Gold prices rose further on Monday as the dollar eased to its lowest in nearly two weeks after U.S. President Donald Trump criticized the Federal Reserve’s interest rate tightening policy.
Spot gold was up 0.2 percent at $1,234.24 an ounce at 0045 GMT, after rising 0.7 percent in the previous session.
U.S. gold futures for August delivery were 0.3 percent higher at $1,234.20 an ounce.
The dollar index, which measures the greenback against a basket of six major currencies, was down 0.2 percent at 94.252. It fell to its weakest since July 11 earlier in the session.
Trump on Friday dug in on his criticism of the Federal Reserve’s policy on raising interest rates, saying it takes away from the United States’ “big competitive edge.”
Trump on Friday said he was ready to impose tariffs on all $500 billion of imported goods from China, threatening to escalate a clash over trade policy that has unnerved financial markets.
A policy debate in China on how best to address slowing growth deepened on Friday, as analysts urged authorities to boost fiscal stimulus amid rising risks to the world’s second-biggest economy from a bitter trade conflict with the United States.

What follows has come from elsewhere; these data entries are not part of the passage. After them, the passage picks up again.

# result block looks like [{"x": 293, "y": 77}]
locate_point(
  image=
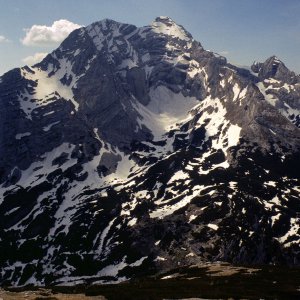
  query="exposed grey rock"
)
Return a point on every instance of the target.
[{"x": 128, "y": 150}]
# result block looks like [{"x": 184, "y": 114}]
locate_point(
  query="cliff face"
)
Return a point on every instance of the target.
[{"x": 130, "y": 150}]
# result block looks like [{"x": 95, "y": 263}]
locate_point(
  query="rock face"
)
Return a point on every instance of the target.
[{"x": 128, "y": 151}]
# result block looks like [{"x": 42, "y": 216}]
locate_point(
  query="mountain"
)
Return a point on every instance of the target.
[{"x": 130, "y": 151}]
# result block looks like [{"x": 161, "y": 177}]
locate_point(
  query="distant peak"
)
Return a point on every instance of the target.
[
  {"x": 164, "y": 19},
  {"x": 274, "y": 59},
  {"x": 166, "y": 26}
]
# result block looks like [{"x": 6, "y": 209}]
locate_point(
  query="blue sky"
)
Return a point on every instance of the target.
[{"x": 241, "y": 30}]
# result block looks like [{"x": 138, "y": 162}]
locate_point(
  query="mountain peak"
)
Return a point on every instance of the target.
[
  {"x": 166, "y": 26},
  {"x": 164, "y": 19}
]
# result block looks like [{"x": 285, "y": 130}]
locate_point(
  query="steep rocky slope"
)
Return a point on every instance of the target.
[{"x": 129, "y": 151}]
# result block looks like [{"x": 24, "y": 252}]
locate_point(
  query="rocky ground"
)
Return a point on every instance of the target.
[{"x": 208, "y": 281}]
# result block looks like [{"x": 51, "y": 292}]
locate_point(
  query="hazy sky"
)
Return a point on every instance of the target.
[{"x": 241, "y": 30}]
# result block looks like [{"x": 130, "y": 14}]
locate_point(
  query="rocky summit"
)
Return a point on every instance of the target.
[{"x": 131, "y": 151}]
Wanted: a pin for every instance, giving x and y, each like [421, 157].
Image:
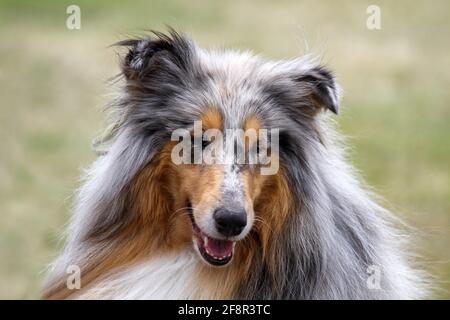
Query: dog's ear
[160, 52]
[320, 85]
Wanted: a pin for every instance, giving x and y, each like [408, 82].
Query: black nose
[230, 223]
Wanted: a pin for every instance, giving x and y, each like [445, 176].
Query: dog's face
[221, 195]
[226, 185]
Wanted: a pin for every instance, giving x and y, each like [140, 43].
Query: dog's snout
[230, 223]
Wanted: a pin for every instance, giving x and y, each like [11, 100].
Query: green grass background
[395, 109]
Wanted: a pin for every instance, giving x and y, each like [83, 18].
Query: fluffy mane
[333, 231]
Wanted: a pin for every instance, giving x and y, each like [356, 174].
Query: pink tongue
[219, 248]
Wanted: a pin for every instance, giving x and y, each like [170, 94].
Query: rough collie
[146, 226]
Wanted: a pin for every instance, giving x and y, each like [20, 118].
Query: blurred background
[395, 108]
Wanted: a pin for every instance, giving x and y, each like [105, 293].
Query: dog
[148, 227]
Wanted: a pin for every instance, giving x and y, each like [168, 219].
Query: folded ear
[320, 84]
[149, 55]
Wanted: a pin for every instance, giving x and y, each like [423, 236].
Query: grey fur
[330, 239]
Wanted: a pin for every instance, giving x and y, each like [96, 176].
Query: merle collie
[146, 226]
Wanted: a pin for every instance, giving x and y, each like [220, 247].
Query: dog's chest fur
[165, 277]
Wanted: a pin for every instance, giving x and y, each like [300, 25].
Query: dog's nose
[230, 223]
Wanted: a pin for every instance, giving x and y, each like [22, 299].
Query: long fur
[333, 230]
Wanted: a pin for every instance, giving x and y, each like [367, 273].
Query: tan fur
[158, 198]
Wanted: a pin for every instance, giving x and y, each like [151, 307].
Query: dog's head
[224, 126]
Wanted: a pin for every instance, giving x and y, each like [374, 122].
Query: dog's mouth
[216, 252]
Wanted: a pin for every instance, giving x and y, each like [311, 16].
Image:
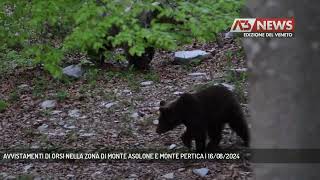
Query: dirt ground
[111, 109]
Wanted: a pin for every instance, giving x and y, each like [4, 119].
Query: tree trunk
[285, 87]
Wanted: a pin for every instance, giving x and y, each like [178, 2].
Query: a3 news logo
[264, 27]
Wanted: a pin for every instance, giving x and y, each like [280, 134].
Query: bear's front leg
[187, 139]
[200, 143]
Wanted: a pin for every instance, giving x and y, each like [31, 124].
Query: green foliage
[14, 96]
[95, 25]
[62, 95]
[3, 105]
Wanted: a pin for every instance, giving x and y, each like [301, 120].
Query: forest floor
[117, 109]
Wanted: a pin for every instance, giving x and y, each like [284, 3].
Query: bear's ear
[162, 103]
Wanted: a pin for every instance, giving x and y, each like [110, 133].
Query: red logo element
[263, 25]
[243, 25]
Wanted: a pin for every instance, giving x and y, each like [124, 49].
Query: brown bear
[204, 113]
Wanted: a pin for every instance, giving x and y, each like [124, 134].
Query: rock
[24, 87]
[168, 176]
[109, 105]
[70, 175]
[183, 57]
[3, 174]
[43, 127]
[56, 112]
[133, 176]
[202, 172]
[146, 83]
[229, 86]
[141, 114]
[75, 113]
[11, 177]
[127, 92]
[73, 71]
[69, 126]
[178, 93]
[95, 174]
[48, 104]
[172, 146]
[87, 134]
[197, 74]
[27, 167]
[229, 35]
[134, 115]
[155, 122]
[240, 70]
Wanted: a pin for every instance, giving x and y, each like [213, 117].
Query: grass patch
[62, 95]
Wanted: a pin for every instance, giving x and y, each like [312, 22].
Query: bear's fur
[204, 113]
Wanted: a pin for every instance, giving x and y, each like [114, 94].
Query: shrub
[98, 26]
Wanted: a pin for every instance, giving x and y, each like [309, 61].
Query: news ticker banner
[145, 156]
[264, 27]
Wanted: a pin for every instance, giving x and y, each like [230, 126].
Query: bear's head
[171, 113]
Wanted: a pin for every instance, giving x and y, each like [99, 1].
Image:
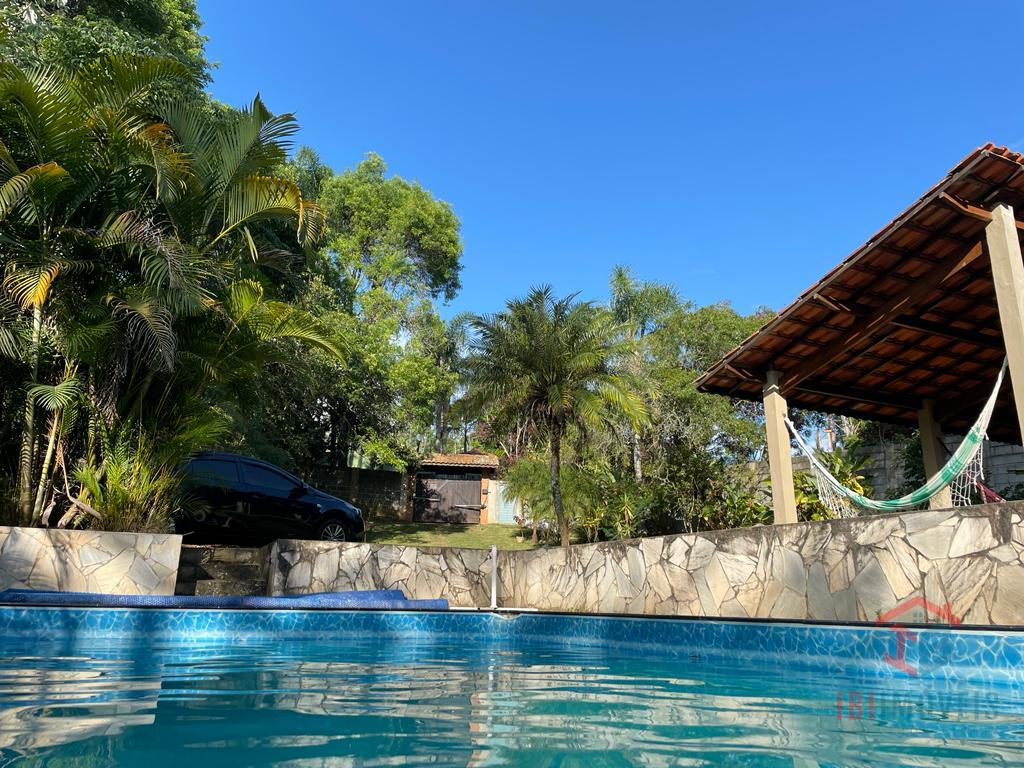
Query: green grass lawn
[384, 530]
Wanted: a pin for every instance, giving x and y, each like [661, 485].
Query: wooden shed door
[444, 499]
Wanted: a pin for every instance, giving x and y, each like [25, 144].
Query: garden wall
[461, 576]
[88, 561]
[853, 569]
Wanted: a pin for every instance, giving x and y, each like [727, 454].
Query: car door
[274, 504]
[214, 485]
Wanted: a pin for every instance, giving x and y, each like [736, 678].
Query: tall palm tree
[640, 307]
[74, 148]
[133, 233]
[548, 363]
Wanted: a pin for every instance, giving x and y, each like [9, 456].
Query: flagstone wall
[938, 566]
[88, 561]
[461, 576]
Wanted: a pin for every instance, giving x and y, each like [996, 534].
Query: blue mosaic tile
[955, 654]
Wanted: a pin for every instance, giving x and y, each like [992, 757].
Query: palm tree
[131, 247]
[640, 307]
[547, 363]
[74, 147]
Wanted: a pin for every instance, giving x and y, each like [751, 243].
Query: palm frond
[56, 396]
[46, 178]
[150, 325]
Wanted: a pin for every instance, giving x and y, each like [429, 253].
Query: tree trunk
[28, 458]
[44, 472]
[556, 485]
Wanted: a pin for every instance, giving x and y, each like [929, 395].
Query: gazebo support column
[783, 500]
[1008, 274]
[932, 452]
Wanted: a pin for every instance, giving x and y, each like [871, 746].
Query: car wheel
[333, 530]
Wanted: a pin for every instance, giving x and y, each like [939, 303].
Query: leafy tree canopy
[70, 34]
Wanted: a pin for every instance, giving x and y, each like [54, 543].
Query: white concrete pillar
[933, 453]
[1008, 274]
[783, 499]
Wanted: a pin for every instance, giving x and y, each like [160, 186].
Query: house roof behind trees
[476, 460]
[910, 315]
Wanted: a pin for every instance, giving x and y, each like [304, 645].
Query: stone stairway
[221, 570]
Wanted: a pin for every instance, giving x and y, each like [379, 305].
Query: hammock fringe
[962, 473]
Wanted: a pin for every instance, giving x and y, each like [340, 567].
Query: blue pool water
[91, 687]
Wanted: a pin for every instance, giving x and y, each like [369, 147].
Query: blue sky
[736, 151]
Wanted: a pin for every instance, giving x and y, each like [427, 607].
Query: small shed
[455, 487]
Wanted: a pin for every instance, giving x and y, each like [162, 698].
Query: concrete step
[184, 588]
[224, 587]
[214, 569]
[196, 554]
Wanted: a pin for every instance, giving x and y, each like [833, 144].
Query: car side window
[267, 478]
[215, 472]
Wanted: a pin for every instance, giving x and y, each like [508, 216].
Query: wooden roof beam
[865, 327]
[974, 212]
[949, 332]
[872, 396]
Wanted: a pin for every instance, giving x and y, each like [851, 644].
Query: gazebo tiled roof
[909, 316]
[470, 460]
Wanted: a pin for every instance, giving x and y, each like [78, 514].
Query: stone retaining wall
[854, 569]
[88, 561]
[461, 576]
[914, 567]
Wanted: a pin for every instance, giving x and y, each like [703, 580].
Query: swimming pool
[147, 687]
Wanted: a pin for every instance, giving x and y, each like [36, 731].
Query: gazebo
[910, 329]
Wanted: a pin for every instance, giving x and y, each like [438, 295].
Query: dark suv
[240, 498]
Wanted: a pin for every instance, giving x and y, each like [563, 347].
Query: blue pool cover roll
[374, 599]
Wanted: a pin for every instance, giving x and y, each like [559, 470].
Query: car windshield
[265, 477]
[214, 472]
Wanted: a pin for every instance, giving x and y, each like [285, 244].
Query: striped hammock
[963, 473]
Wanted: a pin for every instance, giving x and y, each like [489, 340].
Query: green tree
[548, 363]
[640, 307]
[391, 241]
[72, 34]
[133, 253]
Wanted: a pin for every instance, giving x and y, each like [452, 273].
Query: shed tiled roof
[481, 460]
[909, 315]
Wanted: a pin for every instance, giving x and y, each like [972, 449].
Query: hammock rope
[962, 473]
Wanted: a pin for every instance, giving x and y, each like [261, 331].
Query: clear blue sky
[735, 150]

Global finance leaders called on Sunday for stepped-up dialogue to prevent trade and geopolitical tensions from hurting growth, but ended a two-day G20 meeting with little consensus on how to resolve multiple disputes over U.S. tariff actions.

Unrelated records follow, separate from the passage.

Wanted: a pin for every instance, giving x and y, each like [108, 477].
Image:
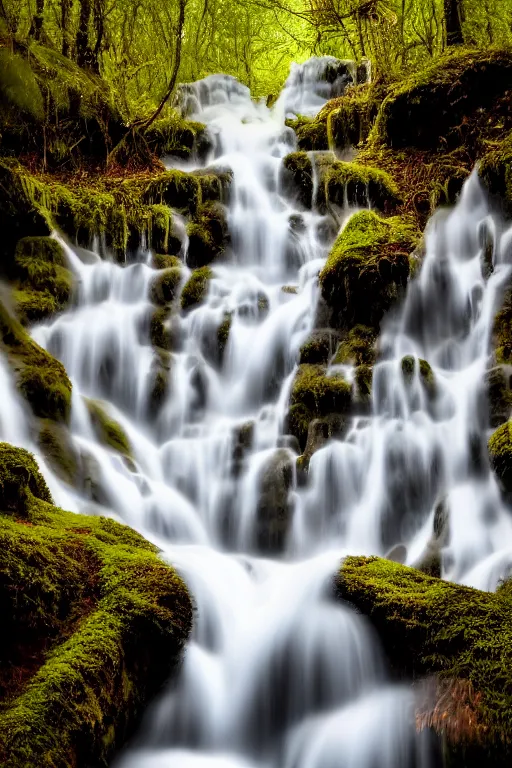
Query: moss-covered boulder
[107, 429]
[56, 445]
[428, 109]
[165, 286]
[500, 455]
[41, 379]
[316, 395]
[196, 287]
[367, 269]
[340, 183]
[495, 171]
[357, 347]
[93, 623]
[275, 509]
[43, 285]
[207, 235]
[431, 627]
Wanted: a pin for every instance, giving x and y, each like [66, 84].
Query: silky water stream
[277, 673]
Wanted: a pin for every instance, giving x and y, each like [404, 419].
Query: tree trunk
[65, 8]
[452, 17]
[83, 51]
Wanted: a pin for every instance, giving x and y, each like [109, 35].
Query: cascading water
[277, 672]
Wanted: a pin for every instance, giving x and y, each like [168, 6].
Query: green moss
[196, 288]
[89, 609]
[428, 109]
[500, 454]
[43, 284]
[315, 395]
[367, 269]
[165, 285]
[41, 379]
[207, 235]
[495, 171]
[223, 334]
[357, 348]
[175, 136]
[108, 431]
[359, 185]
[432, 627]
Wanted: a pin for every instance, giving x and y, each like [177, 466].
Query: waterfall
[277, 672]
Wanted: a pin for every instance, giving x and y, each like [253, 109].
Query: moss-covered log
[93, 623]
[432, 627]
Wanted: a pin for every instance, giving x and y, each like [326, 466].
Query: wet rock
[275, 508]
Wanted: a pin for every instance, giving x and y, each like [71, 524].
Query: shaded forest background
[60, 59]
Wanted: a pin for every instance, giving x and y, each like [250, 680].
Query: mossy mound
[108, 431]
[57, 447]
[178, 137]
[315, 395]
[208, 235]
[432, 627]
[367, 269]
[500, 454]
[428, 109]
[43, 285]
[495, 171]
[357, 347]
[311, 134]
[165, 285]
[93, 623]
[41, 379]
[196, 287]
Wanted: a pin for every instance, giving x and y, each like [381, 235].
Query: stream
[277, 673]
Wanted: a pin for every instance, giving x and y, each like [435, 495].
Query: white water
[277, 673]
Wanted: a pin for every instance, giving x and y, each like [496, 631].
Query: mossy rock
[57, 447]
[432, 627]
[427, 109]
[357, 347]
[495, 171]
[500, 455]
[411, 366]
[319, 348]
[41, 379]
[89, 610]
[223, 335]
[311, 133]
[108, 431]
[165, 286]
[43, 285]
[340, 182]
[207, 235]
[178, 137]
[367, 269]
[315, 395]
[196, 288]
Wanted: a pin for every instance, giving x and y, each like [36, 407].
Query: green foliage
[367, 268]
[98, 614]
[41, 379]
[429, 626]
[196, 287]
[500, 454]
[108, 431]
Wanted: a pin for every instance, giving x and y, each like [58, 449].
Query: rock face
[432, 627]
[87, 607]
[367, 269]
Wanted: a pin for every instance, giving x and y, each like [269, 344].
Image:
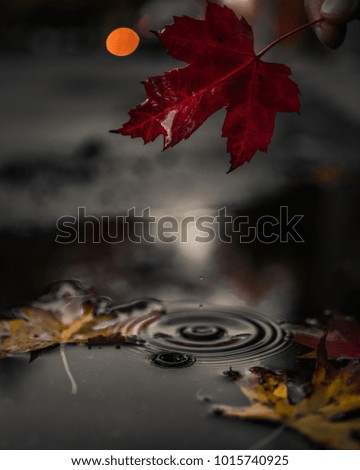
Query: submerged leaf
[70, 314]
[328, 414]
[342, 337]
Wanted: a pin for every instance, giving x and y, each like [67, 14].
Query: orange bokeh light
[122, 41]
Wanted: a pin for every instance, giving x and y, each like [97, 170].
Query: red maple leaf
[223, 72]
[342, 337]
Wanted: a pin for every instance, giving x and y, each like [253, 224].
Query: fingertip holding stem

The Bank of Japan, facing stubbornly low inflation, is in unusually active discussions before this month’s policy decision, with changes to its interest-rate targets and stock-buying techniques on the table, people familiar with the central bank’s thinking told Reuters.

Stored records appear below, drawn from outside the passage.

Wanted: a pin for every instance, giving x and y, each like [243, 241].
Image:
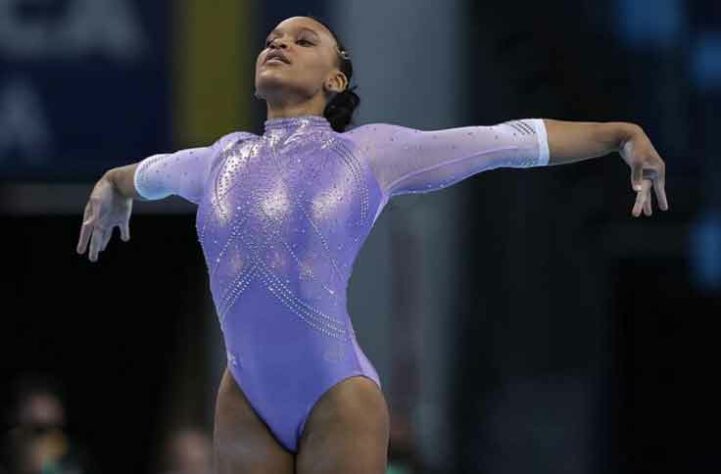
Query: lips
[277, 54]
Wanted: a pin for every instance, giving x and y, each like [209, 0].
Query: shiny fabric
[281, 218]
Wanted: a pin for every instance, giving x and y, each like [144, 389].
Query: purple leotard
[281, 218]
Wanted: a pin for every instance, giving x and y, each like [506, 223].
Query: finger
[106, 238]
[125, 231]
[658, 186]
[85, 231]
[637, 177]
[638, 205]
[95, 244]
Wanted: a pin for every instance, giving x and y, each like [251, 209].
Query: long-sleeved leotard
[281, 218]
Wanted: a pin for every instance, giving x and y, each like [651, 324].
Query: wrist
[625, 133]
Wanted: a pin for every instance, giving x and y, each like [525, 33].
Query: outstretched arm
[575, 141]
[406, 160]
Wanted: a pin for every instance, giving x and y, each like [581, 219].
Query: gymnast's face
[310, 65]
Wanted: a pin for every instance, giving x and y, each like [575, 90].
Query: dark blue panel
[76, 98]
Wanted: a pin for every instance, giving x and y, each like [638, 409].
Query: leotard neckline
[309, 122]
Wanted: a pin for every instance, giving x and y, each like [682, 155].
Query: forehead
[299, 23]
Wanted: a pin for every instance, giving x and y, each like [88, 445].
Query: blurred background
[520, 320]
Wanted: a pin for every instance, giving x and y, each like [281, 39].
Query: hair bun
[340, 109]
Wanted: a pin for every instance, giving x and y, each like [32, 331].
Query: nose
[274, 44]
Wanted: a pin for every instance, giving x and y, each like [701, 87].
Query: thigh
[242, 442]
[347, 431]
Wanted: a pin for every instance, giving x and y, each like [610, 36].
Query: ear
[337, 82]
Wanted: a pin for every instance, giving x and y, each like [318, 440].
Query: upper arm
[407, 160]
[183, 173]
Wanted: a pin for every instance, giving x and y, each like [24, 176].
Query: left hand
[647, 170]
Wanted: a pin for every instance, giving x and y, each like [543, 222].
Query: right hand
[106, 208]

Japanese government bond prices fell sharply on Monday, with the benchmark 10-year yield hitting its highest level in nearly six months, following reports that the Bank of Japan is actively discussing changes to its policies.
Iranian President Hassan Rouhani on Sunday cautioned Trump about pursuing hostile policies against Tehran, saying “war with Iran is the mother of all wars”, but did not rule out peace between the two countries.
A drop in prices spurred some interest for physical gold in major Asian hubs last week, but failed to stoke significant demand in India as buyers awaited bigger dips.
Hedge funds and money managers switched to a net short position in COMEX gold contracts for the first time since 2016 in the week to July 17, U.S. Commodity Futures Trading Commission (CFTC) data showed on Friday.